Just released on Steam Honey Rose: Underdog Extraordinaire combines fighting games with a life management visual novel. Players take control of Red, a university student who’s also an amateur masked fighter.  Players need to balance Red’s studies on her last chance to graduate from university, with her dream of fighting in the masked fighting tournament and facing her idol, Big Blue.  It’s an interesting mixing of genres that’s both fresh and somehow not unexpected, considering how many fighting games (BlazBlue, Persona 4 Arena) borrow from the visual novel genre for their story modes.

However, the hybrid genre isn’t the only innovative thing about Honey Rose: Underdog Extraordinaire.  The game sports an interesting payment model that its developers are calling “Pay-What-You-Liked”. The game itself is free, to support the developers, they’ve put up 8 pieces of “DLC”. Note that we put the term in quotes because, the DLC actually has no content at all. What they are instead are 8 donation tiers that anyone who wants to support the developers can use to do so.

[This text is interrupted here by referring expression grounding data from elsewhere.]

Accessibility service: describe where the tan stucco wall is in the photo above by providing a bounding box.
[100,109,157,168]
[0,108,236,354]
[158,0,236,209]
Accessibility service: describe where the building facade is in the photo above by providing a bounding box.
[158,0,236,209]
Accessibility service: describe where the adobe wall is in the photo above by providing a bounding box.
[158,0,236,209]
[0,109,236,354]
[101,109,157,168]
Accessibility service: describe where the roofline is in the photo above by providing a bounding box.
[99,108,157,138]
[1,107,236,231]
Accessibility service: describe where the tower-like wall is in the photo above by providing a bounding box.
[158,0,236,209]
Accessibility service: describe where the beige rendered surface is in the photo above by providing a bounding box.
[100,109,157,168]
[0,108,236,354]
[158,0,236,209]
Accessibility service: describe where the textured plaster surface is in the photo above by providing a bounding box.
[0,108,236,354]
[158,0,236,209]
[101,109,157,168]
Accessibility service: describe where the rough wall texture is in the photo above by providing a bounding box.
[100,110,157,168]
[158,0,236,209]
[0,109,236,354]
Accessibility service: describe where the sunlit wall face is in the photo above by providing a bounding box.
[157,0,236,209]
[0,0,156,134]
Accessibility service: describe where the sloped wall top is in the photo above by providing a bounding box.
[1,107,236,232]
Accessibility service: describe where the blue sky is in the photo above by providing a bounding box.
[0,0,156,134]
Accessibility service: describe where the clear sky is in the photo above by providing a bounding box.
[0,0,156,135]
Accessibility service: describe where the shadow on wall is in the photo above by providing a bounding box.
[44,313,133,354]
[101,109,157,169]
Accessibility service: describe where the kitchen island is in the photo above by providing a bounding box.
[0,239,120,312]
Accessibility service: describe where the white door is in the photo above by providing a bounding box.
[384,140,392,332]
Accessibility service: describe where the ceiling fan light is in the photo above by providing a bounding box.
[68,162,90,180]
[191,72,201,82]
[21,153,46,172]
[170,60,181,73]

This “Pay-What-You-Liked” model is an interesting use of Steam’s DLC system to implement what’s basically the “Pay-What-You-Want” model seen in places like Humble Bundle.  The fact that it makes the game itself free to download and play however makes it a much more interesting experiment – it allows players to actually try the game out, and then pay for it if they enjoyed it.  If this new model sees some some modicum of success, it may be a way for other indie fighting game developers, to attract people to play their games and experience the genre.